Les analystes de Bernstein soutiennent que la maturation du marché des ETF Bitcoin au comptant aux États-Unis a fondamentalement modifié le comportement de l'actif pendant les événements de stress.
Lorsque les détenteurs d'ETF vendent, ces actions sont absorbées par des participants autorisés et arbitrées contre l'actif sous-jacent, créant un mécanisme de stabilisation qui manquait totalement au marché du Bitcoin pré-ETF.

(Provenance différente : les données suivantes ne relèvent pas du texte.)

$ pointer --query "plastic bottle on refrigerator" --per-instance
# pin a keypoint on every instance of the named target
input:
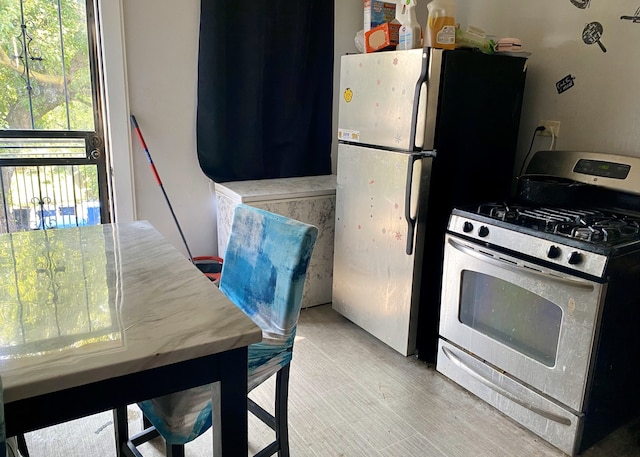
(441, 24)
(410, 30)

La performance de mars 2026 renforce cet argument : alors même que le responsable de la recherche chez CF Benchmarks, Gabe Selby, a souligné l'avantage structurel du 24/7 - « lorsque le conflit avec l'Iran a dégénéré au cours du week-end, les marchés natifs des crypto-monnaies étaient les seuls lieux ouverts pour le trading de risque mondial » - la reprise a été ordonnée et n'a pas présenté les cascades de liquidation de panique qui caractérisaient les réponses antérieures du Bitcoin aux chocs géopolitiques.
Le directeur des investissements de Bitwise, Matt Hougan, a profité de l'environnement actuel pour revisiter une thèse de prix à long terme.
Dans une analyse du 15 mars largement discutée, Hougan a soutenu que si le Bitcoin continue de capturer une part croissante du marché mondial de la réserve de valeur actuellement dominé par l'or et les obligations d'État, un objectif de prix de 1 million de dollars par jeton devient mathématiquement cohérent.